In 1950, there were about 300,000 people in the capital. By 1960, the population had doubled to about 600,000 people, and has steadily increased since the Khmer Rouge period. In 1991 there were 534,000 people, and now I think it's about 1,400,000 people. Likewise, the boundary line for present-day Phnom Penh was built in 1950 to accommodate 600,000 people, not 1,400,000. And residents don't go to find other places to live. Since they are living in one place, everything is being destroyed.

What will happen if Phnom Penh doesn't adopt firmer guidelines?

You can see it with your own eyes when you go towards Pochentong, Chroy Changvar peninsula or Khbal Thnol: there are huge traffic jams. We are lucky that the Japanese government is starting to build a drainage and flood-control system for us, but if they didn't offer their help nobody would have. The government is also making a mistake pumping sand into Boeung Kak lake, and they are not developing the area for the people at Boeung Kak or for any other public benefit; they are doing it for their own benefit and their own profit. They need to increase the city's size to accommodate 1,400,000 people - essentially, they need to triple the size of Phnom Penh, and I have asked them not to build new areas on the flood plains. Instead, they must develop the higher-lying areas, such as Takhmau.

The government is developing the area for their own benefit and own profit.

What subject does your book Lessons of the Past explore?

The book is based on research I began in 1994. I focus on the cities in the geographical region of the lower Mekong, where the kings of Angkor established their empire from the 9th to the 14th centuries. I analyse the region of Angkor and Siem Reap, the city of Phnom Penh, and the city of Sihanoukville. Looking at the way the area today known as Cambodia came to be populated, we can discern a number of stages of settlement and development.
What is your main argument?

The first phase of my research was dedicated to understanding the mechanisms of land management and urban planning in traditional Khmer cities. My research is based on my belief that the evolution of land management must be analysed through multiple intersecting themes, which include physical, geographical, historical and archaeological elements, but also involve the socioeconomic, cultural and religious context of the people.  Contemporary urban planning must concern itself not only with plans and buildings, but also with the socioeconomic environments into which buildings and infrastructure are inserted. Such an approach must analyse the existing contemporary environment, and contextualise these settings historically in order to consider both the past and the present when planning for the future.

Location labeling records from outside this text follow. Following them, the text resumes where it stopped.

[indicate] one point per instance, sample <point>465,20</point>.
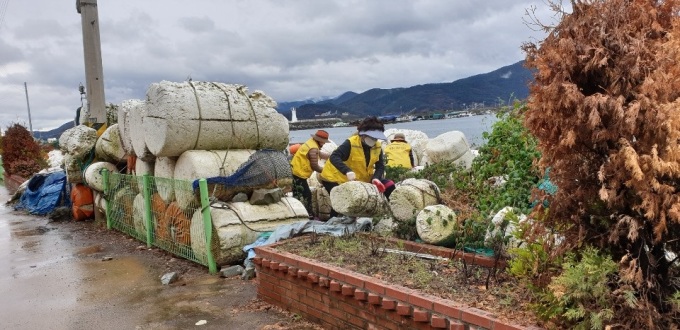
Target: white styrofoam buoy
<point>230,234</point>
<point>109,146</point>
<point>93,176</point>
<point>210,116</point>
<point>136,117</point>
<point>78,141</point>
<point>411,196</point>
<point>448,146</point>
<point>196,164</point>
<point>358,199</point>
<point>124,112</point>
<point>437,224</point>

PROFILE Van Molyvann, architect
Vann Molyvann, Cambodia’s most venerated architect, studied at the School of Fine Arts in Paris under Swiss modernist Le Corbusier, returning to Cambodia in 1955 to become the chief national architect. With then-Prince Norodom Sihanouk’s support, he went on to design many of Cambodia’s most striking modern buildings, including the Olympic Stadium, Chaktomuk Theatre and the Independence Monument. Vann Molyvann relocated to Switzerland in 1972 as civil war began to engulf the country, returning to Cambodia after the elections of 1993 to serve as the Minister of Culture & Fine Arts. He is now retired.